Ms Carney: Perhaps there is something you can do to help them do that, I do not know, maybe offer them a rebate …

Mr STIRLING: You said you would reduce the petrol bill by $20 a week. You have squibbed it. You came up with an option that no one wants. Territorians do not want gas in their cars. Sorry, but it is a fact.

Mrs Miller: Because they could not afford it.

Ms Carney: Must be the way you run your health programs.

Mr STIRLING: You had better get out there and start educating for the next couple of years if you want to build that conversion rate.

Ms Carney: You are just inconsistent.

Members interjecting.

Madam SPEAKER: Order!

Mr STIRLING: You said twenty bucks off your bill! ‘What is the Clare Martin Labor government doing? I will tell you what I will do; I will take twenty bucks a week off your fuel bill’. No, you have not. You have not done a thing. You have added onto an existing Commonwealth program that is not even used.

Mrs Miller: Because it was still going to cost, and it is now not going to cost under our policy.

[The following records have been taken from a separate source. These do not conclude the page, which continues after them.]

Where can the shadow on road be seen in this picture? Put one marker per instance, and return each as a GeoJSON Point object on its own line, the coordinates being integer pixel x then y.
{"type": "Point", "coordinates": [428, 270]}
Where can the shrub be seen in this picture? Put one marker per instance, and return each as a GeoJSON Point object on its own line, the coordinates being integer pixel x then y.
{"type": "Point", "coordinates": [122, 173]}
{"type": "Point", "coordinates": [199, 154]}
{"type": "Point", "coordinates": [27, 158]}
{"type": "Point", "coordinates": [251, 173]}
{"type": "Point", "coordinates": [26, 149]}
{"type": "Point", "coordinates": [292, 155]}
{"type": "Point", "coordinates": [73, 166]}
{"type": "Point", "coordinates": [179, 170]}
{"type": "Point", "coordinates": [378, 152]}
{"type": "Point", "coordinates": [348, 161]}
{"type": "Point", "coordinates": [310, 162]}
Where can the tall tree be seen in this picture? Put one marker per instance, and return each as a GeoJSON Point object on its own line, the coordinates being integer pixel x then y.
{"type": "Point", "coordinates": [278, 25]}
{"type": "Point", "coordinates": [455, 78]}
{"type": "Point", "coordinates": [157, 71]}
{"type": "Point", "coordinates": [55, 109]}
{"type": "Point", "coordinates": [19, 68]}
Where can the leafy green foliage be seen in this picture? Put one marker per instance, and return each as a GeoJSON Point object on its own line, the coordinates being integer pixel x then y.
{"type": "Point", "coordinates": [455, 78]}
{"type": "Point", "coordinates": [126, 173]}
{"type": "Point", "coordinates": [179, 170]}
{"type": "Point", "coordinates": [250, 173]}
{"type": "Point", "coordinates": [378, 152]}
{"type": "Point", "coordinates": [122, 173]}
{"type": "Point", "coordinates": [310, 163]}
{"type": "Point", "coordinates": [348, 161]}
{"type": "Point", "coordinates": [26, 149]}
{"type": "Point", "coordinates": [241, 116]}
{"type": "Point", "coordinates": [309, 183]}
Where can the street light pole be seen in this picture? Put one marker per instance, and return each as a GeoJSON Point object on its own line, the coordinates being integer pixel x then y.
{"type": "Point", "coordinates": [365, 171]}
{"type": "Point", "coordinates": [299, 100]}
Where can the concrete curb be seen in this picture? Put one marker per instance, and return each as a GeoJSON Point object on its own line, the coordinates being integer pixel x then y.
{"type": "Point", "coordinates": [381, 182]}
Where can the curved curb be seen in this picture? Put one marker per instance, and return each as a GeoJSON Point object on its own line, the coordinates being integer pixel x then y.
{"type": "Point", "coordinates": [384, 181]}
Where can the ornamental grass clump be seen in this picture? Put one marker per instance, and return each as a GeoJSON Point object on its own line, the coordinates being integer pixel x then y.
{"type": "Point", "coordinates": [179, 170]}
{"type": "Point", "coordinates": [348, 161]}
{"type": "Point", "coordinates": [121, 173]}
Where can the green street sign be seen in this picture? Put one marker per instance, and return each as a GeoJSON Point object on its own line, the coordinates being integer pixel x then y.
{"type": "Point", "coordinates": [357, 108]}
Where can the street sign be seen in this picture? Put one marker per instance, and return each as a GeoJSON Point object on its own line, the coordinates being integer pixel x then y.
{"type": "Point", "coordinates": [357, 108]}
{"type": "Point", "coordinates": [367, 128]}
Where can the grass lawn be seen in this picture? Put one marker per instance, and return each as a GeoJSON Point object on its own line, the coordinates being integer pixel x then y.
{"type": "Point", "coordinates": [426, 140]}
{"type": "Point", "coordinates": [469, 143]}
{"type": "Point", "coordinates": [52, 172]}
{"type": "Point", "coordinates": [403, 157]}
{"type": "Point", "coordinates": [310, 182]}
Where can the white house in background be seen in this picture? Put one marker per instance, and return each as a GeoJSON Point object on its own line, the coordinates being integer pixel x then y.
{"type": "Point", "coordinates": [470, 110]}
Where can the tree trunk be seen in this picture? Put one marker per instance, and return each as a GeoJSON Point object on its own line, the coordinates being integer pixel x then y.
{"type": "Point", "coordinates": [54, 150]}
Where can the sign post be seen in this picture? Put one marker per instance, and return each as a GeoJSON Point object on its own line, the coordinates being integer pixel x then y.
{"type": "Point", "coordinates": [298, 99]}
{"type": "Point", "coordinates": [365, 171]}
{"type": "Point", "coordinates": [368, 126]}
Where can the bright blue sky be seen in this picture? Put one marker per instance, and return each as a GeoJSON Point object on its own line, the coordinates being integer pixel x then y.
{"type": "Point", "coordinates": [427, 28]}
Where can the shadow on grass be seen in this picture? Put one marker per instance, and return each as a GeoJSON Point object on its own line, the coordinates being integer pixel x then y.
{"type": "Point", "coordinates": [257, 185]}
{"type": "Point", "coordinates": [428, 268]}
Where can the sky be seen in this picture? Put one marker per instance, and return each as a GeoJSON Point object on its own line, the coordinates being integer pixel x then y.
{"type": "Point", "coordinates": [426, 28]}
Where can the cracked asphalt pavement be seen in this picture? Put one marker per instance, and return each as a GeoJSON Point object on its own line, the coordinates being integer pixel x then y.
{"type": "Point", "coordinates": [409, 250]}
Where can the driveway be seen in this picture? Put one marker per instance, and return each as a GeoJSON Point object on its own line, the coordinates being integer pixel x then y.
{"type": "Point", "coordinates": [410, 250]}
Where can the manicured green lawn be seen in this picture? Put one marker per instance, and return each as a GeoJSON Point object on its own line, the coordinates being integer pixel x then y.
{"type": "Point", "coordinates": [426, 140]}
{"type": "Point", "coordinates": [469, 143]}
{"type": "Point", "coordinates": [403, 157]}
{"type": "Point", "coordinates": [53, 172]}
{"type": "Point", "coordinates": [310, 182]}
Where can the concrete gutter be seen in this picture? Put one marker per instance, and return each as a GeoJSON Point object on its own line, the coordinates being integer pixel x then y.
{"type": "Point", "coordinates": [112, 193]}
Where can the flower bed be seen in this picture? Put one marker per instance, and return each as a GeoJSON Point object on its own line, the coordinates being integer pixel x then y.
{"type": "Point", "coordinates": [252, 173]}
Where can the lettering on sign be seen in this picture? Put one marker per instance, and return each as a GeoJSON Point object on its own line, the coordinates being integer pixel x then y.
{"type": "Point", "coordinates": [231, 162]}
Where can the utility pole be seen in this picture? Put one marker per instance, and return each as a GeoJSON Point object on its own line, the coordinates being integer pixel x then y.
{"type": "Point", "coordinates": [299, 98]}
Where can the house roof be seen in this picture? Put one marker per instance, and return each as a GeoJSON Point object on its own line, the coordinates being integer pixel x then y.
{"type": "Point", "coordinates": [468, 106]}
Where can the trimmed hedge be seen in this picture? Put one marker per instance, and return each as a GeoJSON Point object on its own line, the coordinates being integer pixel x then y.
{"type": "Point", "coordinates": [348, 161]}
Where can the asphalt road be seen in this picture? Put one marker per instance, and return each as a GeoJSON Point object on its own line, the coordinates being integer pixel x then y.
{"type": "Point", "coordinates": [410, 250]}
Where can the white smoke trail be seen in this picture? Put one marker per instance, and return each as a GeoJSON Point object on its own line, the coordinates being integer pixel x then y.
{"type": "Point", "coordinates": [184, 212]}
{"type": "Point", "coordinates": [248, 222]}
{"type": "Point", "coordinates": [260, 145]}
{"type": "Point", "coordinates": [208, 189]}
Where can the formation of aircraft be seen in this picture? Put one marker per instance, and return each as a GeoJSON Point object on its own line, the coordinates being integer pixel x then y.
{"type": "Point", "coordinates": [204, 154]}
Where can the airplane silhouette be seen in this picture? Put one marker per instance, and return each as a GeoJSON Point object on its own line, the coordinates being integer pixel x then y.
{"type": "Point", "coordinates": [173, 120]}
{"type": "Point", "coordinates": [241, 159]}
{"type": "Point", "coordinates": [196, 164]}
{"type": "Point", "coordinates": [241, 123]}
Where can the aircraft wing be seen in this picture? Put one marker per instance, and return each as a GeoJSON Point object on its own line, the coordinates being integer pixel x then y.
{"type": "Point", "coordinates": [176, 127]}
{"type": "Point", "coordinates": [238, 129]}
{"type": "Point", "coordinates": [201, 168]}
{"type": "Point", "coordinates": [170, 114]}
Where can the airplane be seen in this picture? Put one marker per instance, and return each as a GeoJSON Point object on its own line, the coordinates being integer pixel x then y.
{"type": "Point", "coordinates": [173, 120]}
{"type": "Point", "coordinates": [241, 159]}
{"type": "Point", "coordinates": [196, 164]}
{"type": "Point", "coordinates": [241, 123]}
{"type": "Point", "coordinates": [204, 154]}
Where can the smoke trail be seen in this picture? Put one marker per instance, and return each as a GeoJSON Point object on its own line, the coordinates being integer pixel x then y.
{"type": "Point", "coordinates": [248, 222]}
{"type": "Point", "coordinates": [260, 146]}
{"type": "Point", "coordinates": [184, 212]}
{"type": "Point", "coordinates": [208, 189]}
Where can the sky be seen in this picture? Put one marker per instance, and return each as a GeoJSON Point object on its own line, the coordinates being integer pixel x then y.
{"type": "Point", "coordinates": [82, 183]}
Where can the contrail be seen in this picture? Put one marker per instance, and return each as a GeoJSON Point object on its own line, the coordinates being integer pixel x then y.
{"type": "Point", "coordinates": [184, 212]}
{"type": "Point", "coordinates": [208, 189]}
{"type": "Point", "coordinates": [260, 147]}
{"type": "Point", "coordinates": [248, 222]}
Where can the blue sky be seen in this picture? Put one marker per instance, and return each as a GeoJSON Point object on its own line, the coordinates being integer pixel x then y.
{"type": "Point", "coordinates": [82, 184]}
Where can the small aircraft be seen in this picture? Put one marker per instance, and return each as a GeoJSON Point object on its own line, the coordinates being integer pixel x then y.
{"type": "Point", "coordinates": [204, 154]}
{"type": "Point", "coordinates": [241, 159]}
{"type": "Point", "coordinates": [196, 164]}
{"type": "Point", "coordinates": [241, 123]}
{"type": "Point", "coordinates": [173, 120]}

Mr STIRLING: What we have to look at, in the Leader of the Opposition’s responses this morning, is not only what she said, but what she did not say: no initiatives for community safety; no initiatives for community health services; no initiatives on infrastructure; no initiatives for mining; no initiatives for primary industry; nothing for roads; nothing for bush roads, and the list goes on, Madam Speaker. They are expected to deliver something of a credible alternative; they are not capable of it.